SEGUNDA PARTE.
SETIEMBRE.
Queda visto como el primero de Setiembre caminò para Corrientes el Mayor General de Ordenes, quedando nuestro General en cama aunque ya mejorado de sus males: pero al cerrar la noche del dia primero casi fué el postrero de sus dias porque asaltándole con total violencia le puso en tal estremo, que á las nueve de la noche se confesó con gran priesa; y temiendo no alcanzar á formar su testamento, otorgó solo poder, é hizo formal nombramiento de sucesor para el caso de su fallecimiento en mí, el referido Dr. Arias, que hacia de Auditor de Guerra, dejando á mi cuidado el desempeño de su comision en todo lo temporal, y que en los asuntos de reducciones espirituales, procediese asociado con el Sr. Arcediano, como superior eclesiástico, visitador general que es de todas las reducciones, y eclesiástico interventor en esta reduccional expedicion.
Encargónos á ambos, en su fatiga mayor, el desempeño de las confianzas superiores, el servicio del Rey Nuestro Sr., el celo y eficacia en llevar adelante hasta su conclusion la labor de las capillas y pueblos, haciéndonos presentes cuanto se interesaba en todo el aumento y la gloria de ambas magestades.
Dispuestas sus cosas de esta suerte, como amaneciese con vida el dia 2, pidió se le administrase el viático, y continuó con su fatiga hasta el dia 3, en el que el médico de la expedicion le desaució de todo punto, con gran conflicto nuestro y valerosa resolucion del paciente, que oyó tan dura sentencia con mucha entereza.
Continuó la renitencia del accidente hasta el dia 6, hasta que el dia 7 amaneció mejorado, y segun se vé promete la mejoria venturosos progresos.

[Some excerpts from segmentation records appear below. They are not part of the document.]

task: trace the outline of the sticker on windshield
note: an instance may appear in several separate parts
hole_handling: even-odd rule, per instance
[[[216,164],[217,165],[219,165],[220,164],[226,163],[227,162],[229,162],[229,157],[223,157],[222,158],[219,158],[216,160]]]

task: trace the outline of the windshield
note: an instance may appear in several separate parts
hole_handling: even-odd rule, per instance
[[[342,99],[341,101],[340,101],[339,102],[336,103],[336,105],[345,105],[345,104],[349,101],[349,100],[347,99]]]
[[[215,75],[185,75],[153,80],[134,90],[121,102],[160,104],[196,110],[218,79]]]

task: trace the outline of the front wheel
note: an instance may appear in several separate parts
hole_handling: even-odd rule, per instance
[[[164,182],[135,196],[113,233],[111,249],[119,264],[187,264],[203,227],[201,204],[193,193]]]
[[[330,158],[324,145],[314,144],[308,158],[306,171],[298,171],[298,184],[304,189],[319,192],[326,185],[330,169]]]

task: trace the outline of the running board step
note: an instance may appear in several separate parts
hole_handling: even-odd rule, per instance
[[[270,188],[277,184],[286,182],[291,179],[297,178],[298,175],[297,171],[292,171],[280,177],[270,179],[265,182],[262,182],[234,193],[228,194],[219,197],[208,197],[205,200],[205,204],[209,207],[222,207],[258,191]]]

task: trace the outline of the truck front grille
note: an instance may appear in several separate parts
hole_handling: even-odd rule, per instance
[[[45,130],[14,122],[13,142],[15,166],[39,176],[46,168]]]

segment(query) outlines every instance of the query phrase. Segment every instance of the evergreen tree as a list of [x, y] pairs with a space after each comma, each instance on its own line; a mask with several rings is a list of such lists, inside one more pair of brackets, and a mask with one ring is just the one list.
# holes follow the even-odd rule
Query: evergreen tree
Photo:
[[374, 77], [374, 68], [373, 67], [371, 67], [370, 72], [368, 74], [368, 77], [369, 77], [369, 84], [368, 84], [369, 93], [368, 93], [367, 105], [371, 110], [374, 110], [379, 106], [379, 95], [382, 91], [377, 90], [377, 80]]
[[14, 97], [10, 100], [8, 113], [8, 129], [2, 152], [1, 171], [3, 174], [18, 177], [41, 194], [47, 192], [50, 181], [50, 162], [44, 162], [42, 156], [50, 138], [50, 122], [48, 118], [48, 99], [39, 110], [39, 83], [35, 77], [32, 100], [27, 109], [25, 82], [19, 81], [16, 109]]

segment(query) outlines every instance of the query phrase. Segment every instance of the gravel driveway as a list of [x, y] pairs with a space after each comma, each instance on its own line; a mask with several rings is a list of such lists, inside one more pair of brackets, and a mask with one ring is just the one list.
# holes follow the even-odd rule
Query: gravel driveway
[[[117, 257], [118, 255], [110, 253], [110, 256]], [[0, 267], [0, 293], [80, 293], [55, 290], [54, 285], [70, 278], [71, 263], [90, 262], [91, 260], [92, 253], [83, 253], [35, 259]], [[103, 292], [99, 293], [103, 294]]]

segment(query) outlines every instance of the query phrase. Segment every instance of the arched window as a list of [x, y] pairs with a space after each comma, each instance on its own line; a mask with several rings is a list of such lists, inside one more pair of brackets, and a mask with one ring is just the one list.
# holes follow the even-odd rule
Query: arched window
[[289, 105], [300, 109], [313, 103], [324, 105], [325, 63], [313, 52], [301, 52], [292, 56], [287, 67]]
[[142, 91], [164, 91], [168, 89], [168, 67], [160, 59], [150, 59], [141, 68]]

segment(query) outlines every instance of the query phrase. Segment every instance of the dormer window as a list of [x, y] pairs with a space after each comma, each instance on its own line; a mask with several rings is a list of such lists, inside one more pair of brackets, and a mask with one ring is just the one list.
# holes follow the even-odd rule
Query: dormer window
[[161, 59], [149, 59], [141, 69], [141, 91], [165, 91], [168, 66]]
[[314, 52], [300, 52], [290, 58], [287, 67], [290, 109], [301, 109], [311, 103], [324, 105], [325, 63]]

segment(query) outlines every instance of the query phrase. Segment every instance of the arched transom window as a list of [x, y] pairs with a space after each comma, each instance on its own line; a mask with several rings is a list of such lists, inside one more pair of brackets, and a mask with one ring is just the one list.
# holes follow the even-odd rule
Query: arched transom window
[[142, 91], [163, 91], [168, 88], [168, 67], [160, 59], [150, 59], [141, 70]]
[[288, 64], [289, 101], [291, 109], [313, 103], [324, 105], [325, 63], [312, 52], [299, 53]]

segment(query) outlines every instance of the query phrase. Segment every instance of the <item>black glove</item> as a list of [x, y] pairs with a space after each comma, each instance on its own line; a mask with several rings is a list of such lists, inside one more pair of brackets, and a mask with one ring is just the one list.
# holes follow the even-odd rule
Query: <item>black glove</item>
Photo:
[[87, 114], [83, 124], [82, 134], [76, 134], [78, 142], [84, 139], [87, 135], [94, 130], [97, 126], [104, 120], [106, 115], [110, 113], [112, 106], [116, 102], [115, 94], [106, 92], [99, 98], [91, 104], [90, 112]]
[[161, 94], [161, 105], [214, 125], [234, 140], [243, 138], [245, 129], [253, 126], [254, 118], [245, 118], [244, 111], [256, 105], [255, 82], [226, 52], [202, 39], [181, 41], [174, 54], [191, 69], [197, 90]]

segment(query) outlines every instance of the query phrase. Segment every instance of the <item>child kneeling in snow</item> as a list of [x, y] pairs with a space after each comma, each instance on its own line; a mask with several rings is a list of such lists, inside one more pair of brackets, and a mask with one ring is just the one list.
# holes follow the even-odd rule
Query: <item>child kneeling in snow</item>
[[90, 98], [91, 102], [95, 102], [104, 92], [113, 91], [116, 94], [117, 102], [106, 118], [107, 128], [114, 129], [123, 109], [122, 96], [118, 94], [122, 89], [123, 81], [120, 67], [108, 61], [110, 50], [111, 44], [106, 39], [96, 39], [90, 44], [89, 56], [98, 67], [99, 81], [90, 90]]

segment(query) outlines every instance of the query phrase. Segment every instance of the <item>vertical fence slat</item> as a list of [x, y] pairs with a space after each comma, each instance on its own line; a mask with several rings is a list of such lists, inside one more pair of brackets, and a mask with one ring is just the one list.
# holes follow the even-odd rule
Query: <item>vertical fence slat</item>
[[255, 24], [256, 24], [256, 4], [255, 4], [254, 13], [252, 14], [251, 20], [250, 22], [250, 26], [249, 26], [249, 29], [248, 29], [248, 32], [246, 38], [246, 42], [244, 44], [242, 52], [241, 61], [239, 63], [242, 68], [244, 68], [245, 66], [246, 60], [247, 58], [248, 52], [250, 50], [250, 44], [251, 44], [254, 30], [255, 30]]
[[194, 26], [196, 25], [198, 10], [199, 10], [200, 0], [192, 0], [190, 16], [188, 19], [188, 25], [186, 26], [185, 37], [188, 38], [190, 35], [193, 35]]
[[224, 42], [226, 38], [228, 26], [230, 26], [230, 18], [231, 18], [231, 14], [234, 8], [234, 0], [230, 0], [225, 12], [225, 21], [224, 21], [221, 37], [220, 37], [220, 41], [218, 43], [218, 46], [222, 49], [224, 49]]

Apenas conoció su mejoria, cuando ya comenzó á operar su aplicacion, noticioso que los indios del pueblo de Macapillo se hallaban con ánimo de desamparar su reduccion, y venirse á estas de nuestro cargo; así por estar aquí su cura doctrinero, Fr. Antonio Lapa, y presumirse lo hayamos de dejar en alguna de estas reducciones, como por el parentesco y liga que tienen aquellos con estos indios de nuestro cargo. Deseando remediar este desgreño, dirijió S. S. letras al Curaca Colompotóp, cuya substancia contenia mas artificios que renglones: porque le conjura por todos los respetos y leyes de la amistad, suplicando no desampare su pueblo, porque quedaría S. S. muy displicente con ella, sin poderle admitir en estas nuevas reducciones, donde solo tenia órden de colocar los Tobas y Mocobíes recien conversos, y no otras naciones, maxime extraviadas de sus respectivos pueblos.
Considerando al mismo tiempo no ser menos poderoso estímulo el interés en estos bárbaros, le incluyó libranza de 50 cabezas de ganado vacuno contra su mayordomo de la hacienda del Rosario, para que entretenidos el Curaca y los suyos en recibir aquel socorro gracioso y aprovecharle, se entretuviesen contentos en su pueblo, y se mantuviesen hasta que regresase su pastor, al que les prometió restituir S. S., concluida su comision; con lo que esperamos se hayan aquietado.
Desde el 8 hasta el 13 se empleó la gente partidaria en seguir la faena de adobes, cortar maderas, arar, sembrar y cercar los rastrojos que se han puesto, de maiz, trigo, sandías y calabazos: y habiéndose abierto los cimientos del templo el dia 12, en que ya nuestro General se hallaba en pié, colocóse por la tarde la Santa Cruz en el lugar acostumbrado; y al siguiente dia, en que los vecinos de Salta celebran con grandeza el triunfo de N. Sra. del Milagro, se bendijo la piedra angular, segun las ceremonias del ritual romano, y se colocó en el lugar respectivo, siendo los padrinos nuestro General y el Sr. Arcediano.
Desde el 14 hasta el 30 se ha ocupado la gente toda con los indios en trabajar la iglesia, y parte de la gente partidaria en acarrear las maderas. Este dia compareciendo en este real como 50 indios de la nacion Chunupí, que ya quedaron amigos como se indicó en la primera parte del diario, dijeron, que deseando continuar la amistad pactada, habian venido á visitarnos desde su lejana habitacion.